My own work is about the history of opiates- specifically opium, morphine and heroin, all of which have great medical value and great potential for abuse. Unfortunately, efforts to control opiate supply have been an utter failure because opium poppies can be grown in a variety of geographic locations and only require water and cheap labor for harvest. Opium production has shifted across continents in response to control efforts and thrives on political instability—weak states, political turmoil, and economic stress are perfect conditions for poppy cultivation. Political actors seeking to fund their causes and peasant producers eager to enter world markets find opium to be an ideal product. We are no closer to a stable international order than in the past, so opium production is going to remain high. Therefore, efforts to control opiate use should focus on demand instead of supply. That said, we can’t be naïve about supply. The recent increase in heroin use has been spurred by the introduction of powerful, new opiates, such as oxycodone, that have been over- produced and over-prescribed. Users switch to heroin because it is less expensive than black market pharmaceuticals.

3) How do substance use stigmatization, criminalization, and drug policy influence one another?

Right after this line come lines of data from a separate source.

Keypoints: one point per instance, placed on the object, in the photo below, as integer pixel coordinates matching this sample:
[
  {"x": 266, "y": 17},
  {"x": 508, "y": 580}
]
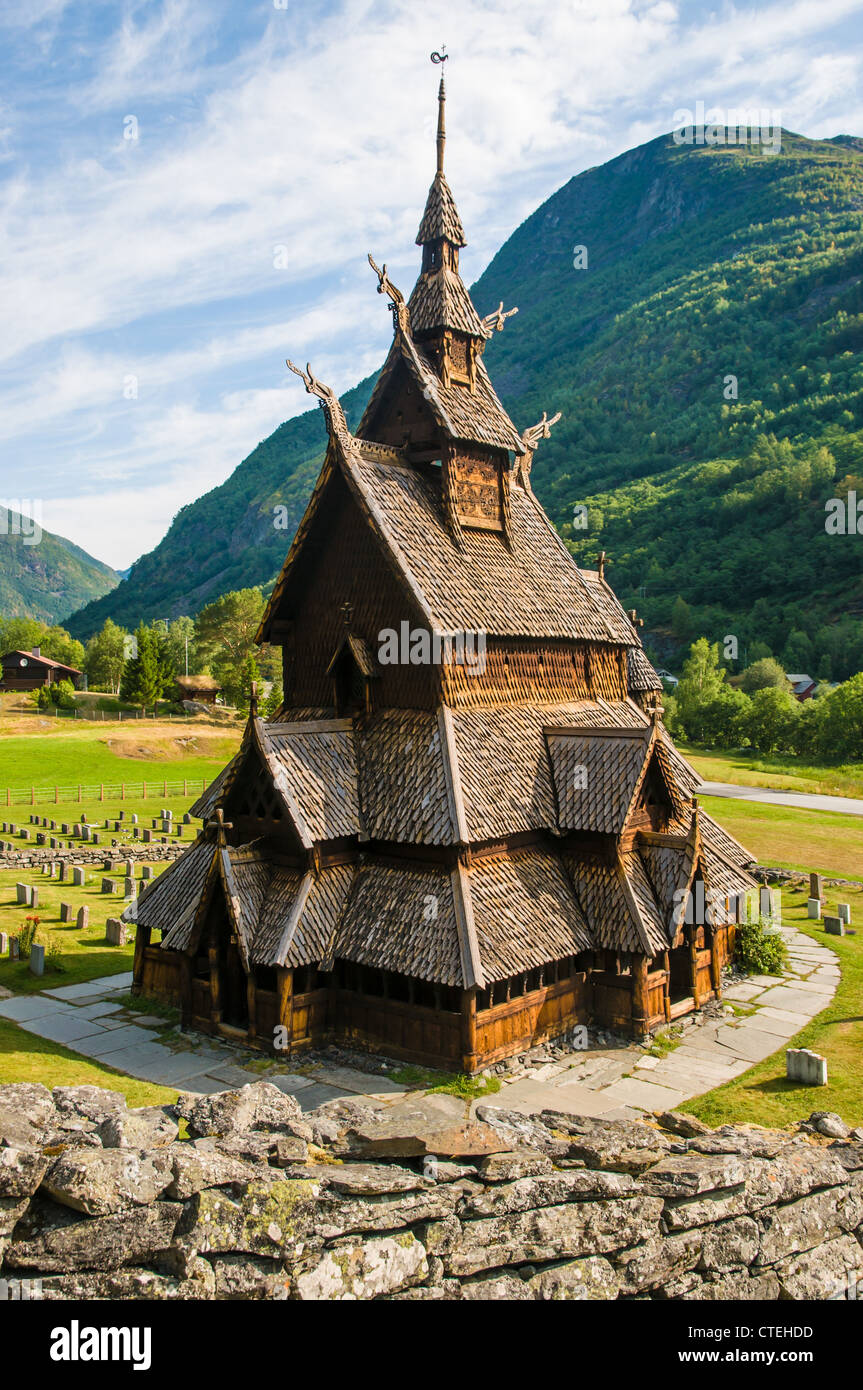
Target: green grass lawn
[
  {"x": 762, "y": 1096},
  {"x": 787, "y": 837},
  {"x": 781, "y": 773},
  {"x": 85, "y": 952},
  {"x": 24, "y": 1057}
]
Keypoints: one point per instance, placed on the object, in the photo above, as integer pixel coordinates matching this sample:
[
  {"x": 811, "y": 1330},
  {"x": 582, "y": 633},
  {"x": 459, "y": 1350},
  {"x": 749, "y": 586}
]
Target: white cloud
[{"x": 313, "y": 129}]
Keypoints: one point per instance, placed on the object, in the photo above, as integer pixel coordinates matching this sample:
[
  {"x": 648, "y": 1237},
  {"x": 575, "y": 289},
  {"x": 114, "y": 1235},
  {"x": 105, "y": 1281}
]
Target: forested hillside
[
  {"x": 709, "y": 367},
  {"x": 43, "y": 576}
]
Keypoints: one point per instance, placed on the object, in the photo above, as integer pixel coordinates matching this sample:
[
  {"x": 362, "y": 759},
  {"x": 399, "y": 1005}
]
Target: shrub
[{"x": 759, "y": 948}]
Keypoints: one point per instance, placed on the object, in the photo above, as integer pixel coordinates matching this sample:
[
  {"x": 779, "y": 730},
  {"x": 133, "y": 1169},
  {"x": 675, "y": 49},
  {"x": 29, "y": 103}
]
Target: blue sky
[{"x": 188, "y": 192}]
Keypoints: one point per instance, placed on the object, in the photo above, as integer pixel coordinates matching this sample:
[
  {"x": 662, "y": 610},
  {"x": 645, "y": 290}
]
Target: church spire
[{"x": 441, "y": 124}]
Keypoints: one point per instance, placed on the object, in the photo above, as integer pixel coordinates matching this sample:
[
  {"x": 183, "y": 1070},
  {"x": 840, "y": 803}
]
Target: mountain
[
  {"x": 709, "y": 367},
  {"x": 46, "y": 580}
]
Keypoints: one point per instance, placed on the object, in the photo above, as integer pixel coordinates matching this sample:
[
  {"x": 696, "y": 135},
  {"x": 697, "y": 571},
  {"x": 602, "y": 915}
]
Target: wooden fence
[{"x": 102, "y": 791}]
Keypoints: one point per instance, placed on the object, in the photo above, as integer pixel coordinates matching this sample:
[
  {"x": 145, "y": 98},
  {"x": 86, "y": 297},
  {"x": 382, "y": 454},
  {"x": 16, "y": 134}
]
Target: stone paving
[{"x": 617, "y": 1082}]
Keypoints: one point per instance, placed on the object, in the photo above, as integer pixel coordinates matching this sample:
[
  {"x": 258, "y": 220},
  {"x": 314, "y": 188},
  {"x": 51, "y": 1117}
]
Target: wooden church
[{"x": 467, "y": 829}]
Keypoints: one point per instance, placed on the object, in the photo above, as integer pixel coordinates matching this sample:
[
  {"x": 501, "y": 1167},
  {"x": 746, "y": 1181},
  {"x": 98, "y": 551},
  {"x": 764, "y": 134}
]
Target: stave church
[{"x": 456, "y": 845}]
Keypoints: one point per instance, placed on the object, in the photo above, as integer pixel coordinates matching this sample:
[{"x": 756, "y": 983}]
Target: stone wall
[{"x": 242, "y": 1196}]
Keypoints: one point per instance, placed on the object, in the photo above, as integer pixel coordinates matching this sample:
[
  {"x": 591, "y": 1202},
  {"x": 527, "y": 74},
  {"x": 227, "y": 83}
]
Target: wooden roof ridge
[
  {"x": 469, "y": 945},
  {"x": 293, "y": 916},
  {"x": 452, "y": 774},
  {"x": 261, "y": 741},
  {"x": 631, "y": 901}
]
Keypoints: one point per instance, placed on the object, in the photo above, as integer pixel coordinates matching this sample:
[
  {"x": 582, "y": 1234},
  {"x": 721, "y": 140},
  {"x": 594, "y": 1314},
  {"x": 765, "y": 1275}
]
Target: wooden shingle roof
[{"x": 441, "y": 216}]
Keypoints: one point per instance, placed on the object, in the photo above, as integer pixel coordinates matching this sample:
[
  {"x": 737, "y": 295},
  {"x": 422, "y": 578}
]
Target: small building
[
  {"x": 32, "y": 670},
  {"x": 802, "y": 687},
  {"x": 202, "y": 688}
]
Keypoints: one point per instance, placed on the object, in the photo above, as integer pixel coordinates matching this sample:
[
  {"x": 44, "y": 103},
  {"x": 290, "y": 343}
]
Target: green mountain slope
[
  {"x": 703, "y": 264},
  {"x": 49, "y": 580}
]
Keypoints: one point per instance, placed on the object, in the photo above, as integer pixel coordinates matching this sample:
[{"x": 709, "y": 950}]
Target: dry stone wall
[{"x": 241, "y": 1196}]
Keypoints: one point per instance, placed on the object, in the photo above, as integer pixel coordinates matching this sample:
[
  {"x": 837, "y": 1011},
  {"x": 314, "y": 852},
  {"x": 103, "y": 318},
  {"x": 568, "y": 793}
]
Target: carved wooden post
[
  {"x": 142, "y": 941},
  {"x": 252, "y": 1002},
  {"x": 284, "y": 987},
  {"x": 641, "y": 1009},
  {"x": 716, "y": 959},
  {"x": 694, "y": 962},
  {"x": 216, "y": 984},
  {"x": 469, "y": 1032}
]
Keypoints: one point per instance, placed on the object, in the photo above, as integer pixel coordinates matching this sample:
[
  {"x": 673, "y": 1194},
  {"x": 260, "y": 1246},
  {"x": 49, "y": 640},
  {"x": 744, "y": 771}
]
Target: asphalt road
[{"x": 803, "y": 799}]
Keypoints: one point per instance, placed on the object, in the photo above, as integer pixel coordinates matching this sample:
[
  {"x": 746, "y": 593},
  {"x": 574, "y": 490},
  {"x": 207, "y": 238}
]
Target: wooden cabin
[
  {"x": 467, "y": 830},
  {"x": 32, "y": 670},
  {"x": 200, "y": 688}
]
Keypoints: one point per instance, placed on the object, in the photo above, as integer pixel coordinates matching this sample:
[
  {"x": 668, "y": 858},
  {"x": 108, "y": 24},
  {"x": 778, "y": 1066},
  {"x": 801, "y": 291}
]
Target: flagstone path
[{"x": 613, "y": 1082}]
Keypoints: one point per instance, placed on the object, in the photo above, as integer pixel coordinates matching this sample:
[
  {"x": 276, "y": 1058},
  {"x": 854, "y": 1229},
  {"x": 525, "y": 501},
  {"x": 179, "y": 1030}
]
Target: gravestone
[
  {"x": 806, "y": 1066},
  {"x": 116, "y": 931}
]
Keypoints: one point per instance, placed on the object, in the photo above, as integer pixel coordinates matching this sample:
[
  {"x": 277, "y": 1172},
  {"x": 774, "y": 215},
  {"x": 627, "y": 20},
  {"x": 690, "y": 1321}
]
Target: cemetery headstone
[
  {"x": 116, "y": 931},
  {"x": 806, "y": 1066}
]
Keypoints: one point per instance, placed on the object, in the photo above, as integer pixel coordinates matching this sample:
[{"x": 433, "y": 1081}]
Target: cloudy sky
[{"x": 188, "y": 192}]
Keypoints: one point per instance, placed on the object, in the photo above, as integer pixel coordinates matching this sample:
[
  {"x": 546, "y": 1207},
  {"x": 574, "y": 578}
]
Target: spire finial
[{"x": 441, "y": 57}]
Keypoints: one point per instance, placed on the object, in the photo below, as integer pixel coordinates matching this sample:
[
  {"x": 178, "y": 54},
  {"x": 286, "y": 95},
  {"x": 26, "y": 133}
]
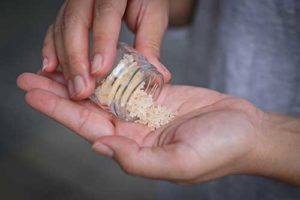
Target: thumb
[
  {"x": 151, "y": 162},
  {"x": 149, "y": 34}
]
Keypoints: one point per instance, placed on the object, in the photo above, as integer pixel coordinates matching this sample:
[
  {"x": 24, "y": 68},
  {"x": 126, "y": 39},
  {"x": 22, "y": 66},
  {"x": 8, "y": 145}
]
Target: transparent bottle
[{"x": 130, "y": 71}]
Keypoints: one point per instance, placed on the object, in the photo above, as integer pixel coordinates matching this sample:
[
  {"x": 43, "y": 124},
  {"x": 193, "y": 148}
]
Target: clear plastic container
[{"x": 130, "y": 71}]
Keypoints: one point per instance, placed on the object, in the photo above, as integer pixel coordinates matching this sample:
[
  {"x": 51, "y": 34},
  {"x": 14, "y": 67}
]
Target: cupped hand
[
  {"x": 67, "y": 39},
  {"x": 212, "y": 135}
]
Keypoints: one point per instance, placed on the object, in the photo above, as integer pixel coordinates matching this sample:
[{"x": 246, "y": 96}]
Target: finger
[
  {"x": 55, "y": 76},
  {"x": 85, "y": 123},
  {"x": 59, "y": 46},
  {"x": 151, "y": 162},
  {"x": 29, "y": 81},
  {"x": 150, "y": 30},
  {"x": 76, "y": 22},
  {"x": 48, "y": 52},
  {"x": 106, "y": 28}
]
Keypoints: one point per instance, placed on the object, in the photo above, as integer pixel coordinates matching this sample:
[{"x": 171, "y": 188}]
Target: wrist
[{"x": 277, "y": 150}]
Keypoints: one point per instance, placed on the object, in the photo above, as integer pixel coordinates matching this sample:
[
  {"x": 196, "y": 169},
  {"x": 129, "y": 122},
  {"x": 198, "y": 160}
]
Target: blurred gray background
[{"x": 40, "y": 159}]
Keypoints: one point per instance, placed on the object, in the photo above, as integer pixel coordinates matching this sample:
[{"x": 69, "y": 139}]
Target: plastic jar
[{"x": 130, "y": 71}]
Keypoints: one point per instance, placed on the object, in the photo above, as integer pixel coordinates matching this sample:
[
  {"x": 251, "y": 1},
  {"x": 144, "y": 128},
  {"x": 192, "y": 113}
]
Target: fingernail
[
  {"x": 97, "y": 63},
  {"x": 164, "y": 68},
  {"x": 78, "y": 85},
  {"x": 71, "y": 88},
  {"x": 45, "y": 64},
  {"x": 103, "y": 149}
]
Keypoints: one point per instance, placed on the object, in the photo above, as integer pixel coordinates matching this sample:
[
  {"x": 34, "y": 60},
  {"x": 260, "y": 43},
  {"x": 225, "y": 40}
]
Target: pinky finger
[{"x": 49, "y": 56}]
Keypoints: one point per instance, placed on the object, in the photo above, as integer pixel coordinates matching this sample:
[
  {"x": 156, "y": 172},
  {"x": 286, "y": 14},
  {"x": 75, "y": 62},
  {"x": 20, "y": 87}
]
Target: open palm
[{"x": 210, "y": 136}]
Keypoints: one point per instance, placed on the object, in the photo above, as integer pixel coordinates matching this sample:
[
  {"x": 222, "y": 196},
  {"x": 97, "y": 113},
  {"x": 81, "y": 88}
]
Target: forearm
[{"x": 278, "y": 151}]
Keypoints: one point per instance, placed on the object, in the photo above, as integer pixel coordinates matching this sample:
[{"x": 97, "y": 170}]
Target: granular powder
[
  {"x": 121, "y": 86},
  {"x": 141, "y": 106}
]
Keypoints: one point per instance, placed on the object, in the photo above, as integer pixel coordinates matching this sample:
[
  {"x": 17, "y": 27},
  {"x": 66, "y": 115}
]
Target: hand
[
  {"x": 212, "y": 135},
  {"x": 67, "y": 40}
]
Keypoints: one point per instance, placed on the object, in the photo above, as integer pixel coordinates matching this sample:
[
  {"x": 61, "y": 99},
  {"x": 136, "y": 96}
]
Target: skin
[
  {"x": 67, "y": 39},
  {"x": 212, "y": 135}
]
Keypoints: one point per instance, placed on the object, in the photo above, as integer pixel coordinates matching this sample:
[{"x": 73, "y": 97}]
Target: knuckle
[
  {"x": 71, "y": 18},
  {"x": 151, "y": 45},
  {"x": 73, "y": 59},
  {"x": 103, "y": 36},
  {"x": 57, "y": 30},
  {"x": 106, "y": 7},
  {"x": 84, "y": 115},
  {"x": 128, "y": 167}
]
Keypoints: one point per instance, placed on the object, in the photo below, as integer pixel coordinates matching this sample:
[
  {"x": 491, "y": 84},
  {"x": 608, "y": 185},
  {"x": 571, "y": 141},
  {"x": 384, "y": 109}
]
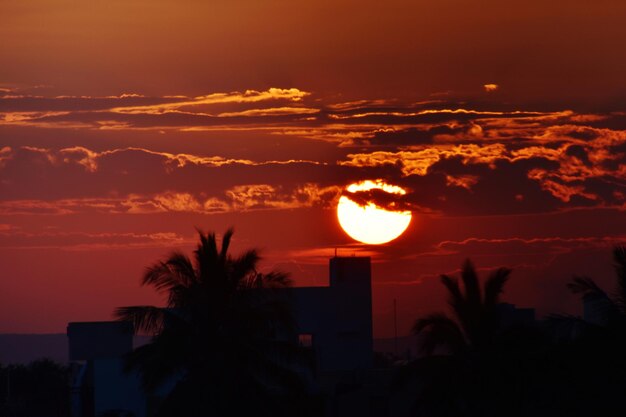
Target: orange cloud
[
  {"x": 490, "y": 87},
  {"x": 463, "y": 181}
]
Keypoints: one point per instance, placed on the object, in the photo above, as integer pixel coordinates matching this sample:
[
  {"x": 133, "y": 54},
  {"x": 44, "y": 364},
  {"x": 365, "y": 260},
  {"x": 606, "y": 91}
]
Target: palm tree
[
  {"x": 474, "y": 317},
  {"x": 612, "y": 309},
  {"x": 608, "y": 315},
  {"x": 223, "y": 337}
]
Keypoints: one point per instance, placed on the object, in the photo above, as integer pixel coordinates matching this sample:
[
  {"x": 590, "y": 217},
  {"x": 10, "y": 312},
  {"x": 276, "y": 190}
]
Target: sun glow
[{"x": 370, "y": 223}]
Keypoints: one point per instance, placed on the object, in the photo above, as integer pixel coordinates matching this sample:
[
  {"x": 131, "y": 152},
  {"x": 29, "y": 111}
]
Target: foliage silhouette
[
  {"x": 524, "y": 370},
  {"x": 474, "y": 318},
  {"x": 223, "y": 337}
]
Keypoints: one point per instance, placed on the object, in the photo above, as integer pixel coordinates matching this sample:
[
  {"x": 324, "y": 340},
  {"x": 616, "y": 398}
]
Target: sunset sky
[{"x": 124, "y": 125}]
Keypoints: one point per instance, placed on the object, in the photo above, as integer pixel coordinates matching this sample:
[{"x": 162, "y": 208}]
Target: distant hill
[{"x": 25, "y": 348}]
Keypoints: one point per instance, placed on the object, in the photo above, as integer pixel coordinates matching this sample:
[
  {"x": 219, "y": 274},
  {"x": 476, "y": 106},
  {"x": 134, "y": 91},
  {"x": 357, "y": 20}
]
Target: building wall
[{"x": 339, "y": 317}]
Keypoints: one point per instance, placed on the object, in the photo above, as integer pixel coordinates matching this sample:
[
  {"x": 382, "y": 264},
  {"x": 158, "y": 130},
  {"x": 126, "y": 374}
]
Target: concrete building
[
  {"x": 99, "y": 384},
  {"x": 334, "y": 321}
]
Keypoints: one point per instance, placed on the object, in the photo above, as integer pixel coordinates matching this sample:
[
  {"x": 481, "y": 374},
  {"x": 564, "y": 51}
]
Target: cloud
[
  {"x": 240, "y": 198},
  {"x": 81, "y": 241},
  {"x": 489, "y": 88}
]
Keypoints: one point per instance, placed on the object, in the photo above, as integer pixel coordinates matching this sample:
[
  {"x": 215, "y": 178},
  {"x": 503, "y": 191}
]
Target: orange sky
[{"x": 125, "y": 124}]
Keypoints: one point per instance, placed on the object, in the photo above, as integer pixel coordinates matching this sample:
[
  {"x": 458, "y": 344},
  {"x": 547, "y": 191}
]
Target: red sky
[{"x": 124, "y": 125}]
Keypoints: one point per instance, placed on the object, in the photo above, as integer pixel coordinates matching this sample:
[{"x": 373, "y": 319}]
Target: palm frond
[
  {"x": 494, "y": 286},
  {"x": 565, "y": 327},
  {"x": 455, "y": 296},
  {"x": 228, "y": 235},
  {"x": 619, "y": 263},
  {"x": 148, "y": 319},
  {"x": 471, "y": 284},
  {"x": 436, "y": 330},
  {"x": 176, "y": 271},
  {"x": 242, "y": 268},
  {"x": 584, "y": 286}
]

Drug prohibition, like the prohibition of alcohol, attempts to regulate individual consumption of popular yet harmful goods. However, we have to ask whether the costs of prohibition outweigh the social harm produced by drug use. That discussion rarely drives the public policy debate. Substance abuse is more frequently associated with a stigmatized minority, which turns law-making into a moral crusade. Historically, when we analyze the views expressed by prohibitionists, we see examples of xenophobia (Chinese opium dens hosting interracial smoking parties), anti-urbanism (political machines operating through immigrant-owned taverns), and racism (crack babies who allegedly would grow up to be criminal predators) that wildly exaggerate the harms associated with the substance. Public discussion of substance use/abuse has focused on fear-mongering and moral panics, with legal penalties that are too harsh for the harms being prevented. Occasionally, as with the end of alcohol prohibition in 1933, we recognize and act on the idea that regulation and treatment for abusers is a more sensible policy.

4) How can philanthropists help move the sector towards evidence-based policy?

Here’s an example from history: Researchers Vincent Dole and Marie Nyswander ran the first methadone treatment project at Rockefeller University in the mid-1960s to study opioid replacement therapy. However, the Federal Bureau of Narcotics considered their project to be an illegal drug maintenance activity and tried to stop them by threatening the university, interfering with the publication of their research results, and breaking into their labs. Meanwhile, the university remained steadfast in its support of Dole and Nyswander, and their work eventually showed that methadone could help users lead productive lives and even lower crime rates. Ultimately, under the Nixon administration, methadone maintenance became an accepted part of American drug treatment efforts. While Dole and Nyswander exaggerated the benefits of methadone, and there were abuses of the program, the creation of methadone maintenance would have been impossible without the support of a strong advocate such as the university.